In
November, 1998, 13-year-old Stephanie Jobin died after being physically
restrained in an Ontario group home. Stephanie suffered from autism
and additional mental disorders. On the day of her death, Stephanie
was attending a specialized school for specially challenged children.
That day, the school used a method of “restraint therapy.”
Stephanie was physically retrained for 90 minutes. Before returning
to the group home that day, the school staff contacted the home and
advised the staff that the child had been in restraint therapy. After
returning to the group home, Stephanie was seated for supper. During
the mealtime, she threw an article of food from her plate.

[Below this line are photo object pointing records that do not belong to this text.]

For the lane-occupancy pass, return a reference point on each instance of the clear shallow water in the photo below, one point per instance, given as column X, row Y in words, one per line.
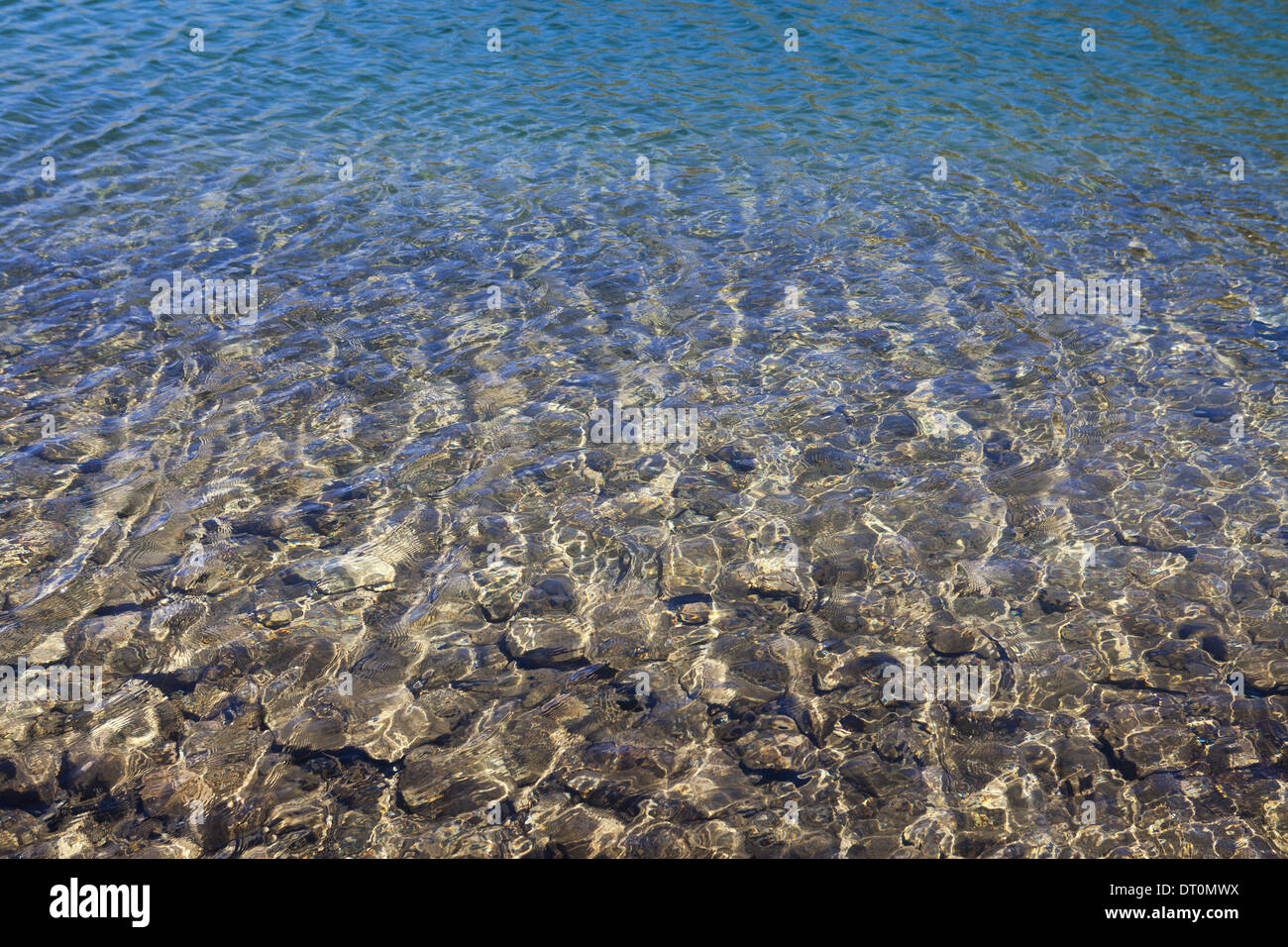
column 357, row 573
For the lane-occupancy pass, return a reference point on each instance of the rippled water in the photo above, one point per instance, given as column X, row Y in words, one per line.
column 360, row 574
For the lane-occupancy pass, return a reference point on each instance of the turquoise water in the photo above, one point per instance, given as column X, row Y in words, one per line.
column 359, row 569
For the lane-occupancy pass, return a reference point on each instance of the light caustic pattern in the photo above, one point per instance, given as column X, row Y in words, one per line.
column 593, row 405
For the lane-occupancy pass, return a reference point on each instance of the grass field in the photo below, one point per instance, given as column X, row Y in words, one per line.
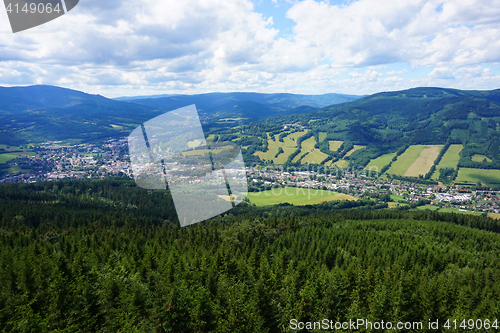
column 295, row 196
column 6, row 157
column 311, row 154
column 480, row 158
column 416, row 160
column 356, row 147
column 377, row 164
column 335, row 145
column 194, row 143
column 449, row 160
column 478, row 175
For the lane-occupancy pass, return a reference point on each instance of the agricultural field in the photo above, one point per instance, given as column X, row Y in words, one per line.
column 480, row 158
column 340, row 163
column 314, row 157
column 494, row 215
column 416, row 160
column 485, row 176
column 335, row 145
column 356, row 147
column 295, row 196
column 377, row 164
column 311, row 154
column 449, row 160
column 8, row 153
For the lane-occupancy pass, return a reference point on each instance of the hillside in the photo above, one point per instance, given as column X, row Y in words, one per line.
column 427, row 121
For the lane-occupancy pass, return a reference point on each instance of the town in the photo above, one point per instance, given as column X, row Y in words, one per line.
column 59, row 161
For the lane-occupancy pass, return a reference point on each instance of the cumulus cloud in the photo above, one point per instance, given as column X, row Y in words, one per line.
column 134, row 47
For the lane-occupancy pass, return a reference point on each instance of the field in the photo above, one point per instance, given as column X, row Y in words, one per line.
column 356, row 147
column 335, row 145
column 416, row 160
column 295, row 196
column 314, row 157
column 201, row 152
column 449, row 160
column 480, row 158
column 380, row 162
column 289, row 145
column 11, row 152
column 478, row 175
column 340, row 163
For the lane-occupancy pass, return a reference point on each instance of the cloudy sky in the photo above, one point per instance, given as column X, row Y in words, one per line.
column 142, row 47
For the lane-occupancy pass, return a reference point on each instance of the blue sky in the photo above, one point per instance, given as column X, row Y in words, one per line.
column 141, row 47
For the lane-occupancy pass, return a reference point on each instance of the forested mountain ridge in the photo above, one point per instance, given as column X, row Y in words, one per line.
column 42, row 113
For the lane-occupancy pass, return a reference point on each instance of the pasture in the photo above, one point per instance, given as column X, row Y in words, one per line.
column 377, row 164
column 295, row 196
column 449, row 160
column 289, row 145
column 480, row 158
column 334, row 145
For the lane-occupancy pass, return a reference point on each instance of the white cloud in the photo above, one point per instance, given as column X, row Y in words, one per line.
column 143, row 46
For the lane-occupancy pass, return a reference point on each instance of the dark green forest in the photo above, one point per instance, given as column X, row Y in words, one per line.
column 106, row 256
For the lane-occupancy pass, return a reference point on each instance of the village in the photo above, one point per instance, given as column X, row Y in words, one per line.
column 57, row 161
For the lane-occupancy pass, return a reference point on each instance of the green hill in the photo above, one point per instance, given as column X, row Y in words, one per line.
column 106, row 256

Three group home responded by using restraint therapy on Stephanie.
Again, as she had been restrained during school, she was in restraints
for 90 minutes. Three group home staff then placed the child in
room for “time out.” After her time out was served,
the group home staff came to retrieve Stephanie. As the group home
staff approached her, Stephanie reacted to them as if they were
a threat. The three group home staff members then forced her face
down onto a large beanbag inside the living room of the group home.

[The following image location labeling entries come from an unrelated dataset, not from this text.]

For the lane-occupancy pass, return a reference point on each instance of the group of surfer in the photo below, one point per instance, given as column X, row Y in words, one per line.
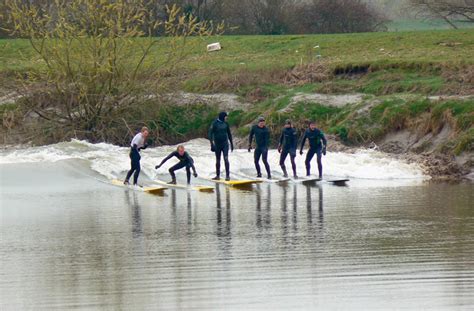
column 221, row 141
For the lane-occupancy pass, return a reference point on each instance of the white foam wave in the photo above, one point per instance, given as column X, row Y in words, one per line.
column 111, row 161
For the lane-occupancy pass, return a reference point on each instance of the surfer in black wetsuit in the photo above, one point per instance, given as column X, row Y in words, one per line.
column 287, row 145
column 220, row 137
column 138, row 143
column 315, row 137
column 262, row 140
column 185, row 160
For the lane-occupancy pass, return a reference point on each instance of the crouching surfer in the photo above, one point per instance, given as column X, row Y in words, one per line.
column 185, row 161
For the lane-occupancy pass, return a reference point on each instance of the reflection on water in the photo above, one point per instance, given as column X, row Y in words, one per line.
column 275, row 246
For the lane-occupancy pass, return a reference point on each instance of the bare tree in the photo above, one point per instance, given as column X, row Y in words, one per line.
column 448, row 10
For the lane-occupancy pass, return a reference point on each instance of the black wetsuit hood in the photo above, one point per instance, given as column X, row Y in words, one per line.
column 222, row 116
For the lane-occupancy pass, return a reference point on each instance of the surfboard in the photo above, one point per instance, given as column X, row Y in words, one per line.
column 153, row 190
column 236, row 183
column 187, row 187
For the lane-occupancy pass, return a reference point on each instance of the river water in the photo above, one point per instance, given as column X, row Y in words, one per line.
column 390, row 240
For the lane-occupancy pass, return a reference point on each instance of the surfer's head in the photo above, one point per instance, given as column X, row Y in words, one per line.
column 223, row 116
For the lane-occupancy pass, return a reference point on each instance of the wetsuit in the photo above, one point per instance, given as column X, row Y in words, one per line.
column 137, row 144
column 185, row 160
column 288, row 142
column 262, row 139
column 220, row 136
column 315, row 147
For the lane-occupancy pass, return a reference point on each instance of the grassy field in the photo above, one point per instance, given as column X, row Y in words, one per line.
column 384, row 66
column 264, row 52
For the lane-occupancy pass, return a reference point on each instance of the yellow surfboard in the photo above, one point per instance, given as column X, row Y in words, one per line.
column 190, row 187
column 236, row 183
column 153, row 190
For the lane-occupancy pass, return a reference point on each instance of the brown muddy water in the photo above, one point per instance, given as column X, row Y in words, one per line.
column 69, row 241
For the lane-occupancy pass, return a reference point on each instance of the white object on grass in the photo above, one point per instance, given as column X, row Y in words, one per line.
column 214, row 47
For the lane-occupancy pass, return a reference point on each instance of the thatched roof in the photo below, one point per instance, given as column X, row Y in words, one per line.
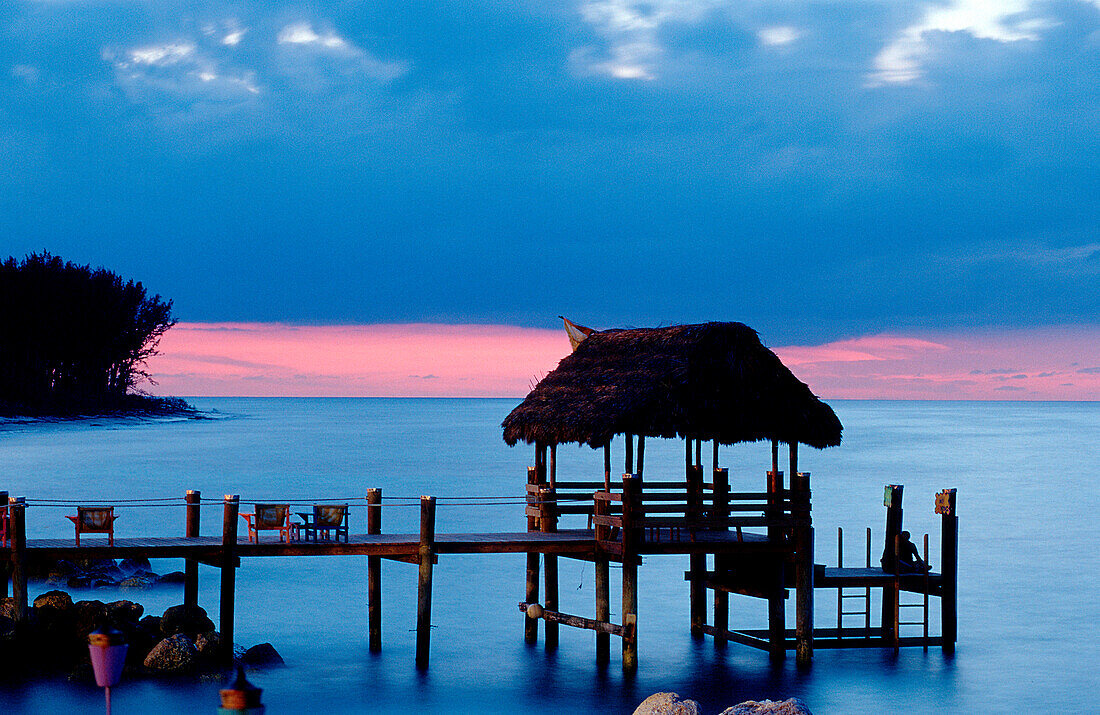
column 711, row 381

One staff member sat on Stephanie’s ankles, another on the
center of her back and the third held the child’s head down
with their hands. After 15 minutes had passed, the staff members
noticed that the 13-year-old’s body had fallen limp and her
head had turned blue. Stephanie Jobin had died from asphyxiation.

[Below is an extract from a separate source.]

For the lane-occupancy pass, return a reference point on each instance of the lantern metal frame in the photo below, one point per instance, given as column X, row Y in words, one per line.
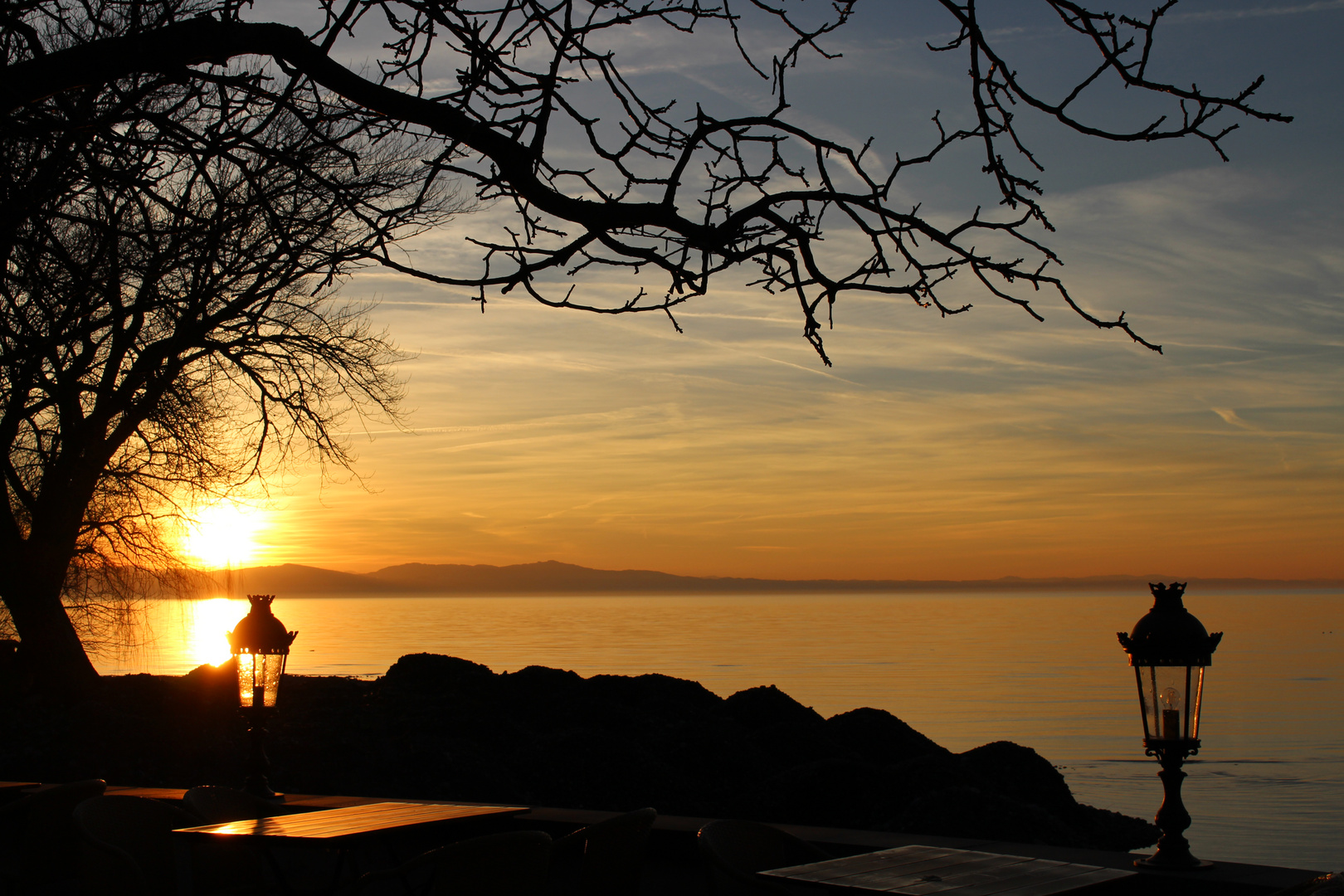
column 1170, row 644
column 260, row 645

A series of court hearings were held, and her death was ruled “accidental.”
A trial held under jury yielded a new ruling. The jury ruled the
girl’s death “undetermined.”
In March 1999, four months after Stephanie’s death, 13-year-old
William Edgar died from asphyxiation because of a physical restraint
in another Ontario group home. A coroner’s inquest was called
to investigate the events surrounding this death. The inquest ran
from June to August 2001. Evidence was presented on issues like
the use of restraints, training for group home staff, and provincial
standards for group homes in the province of Ontario. The jury’s
verdict ruled William Edgar’s death a homicide, and made 60
recommendations to improve quality and safety of group home care
in Ontario.
As we mourn lost lives, we also measure how our response can affect
that human tragedy. The time to effectively respond to this tragedy
is now. The Federation shall be ardent and resolved in these endeavors
until it has found a peaceful resolution.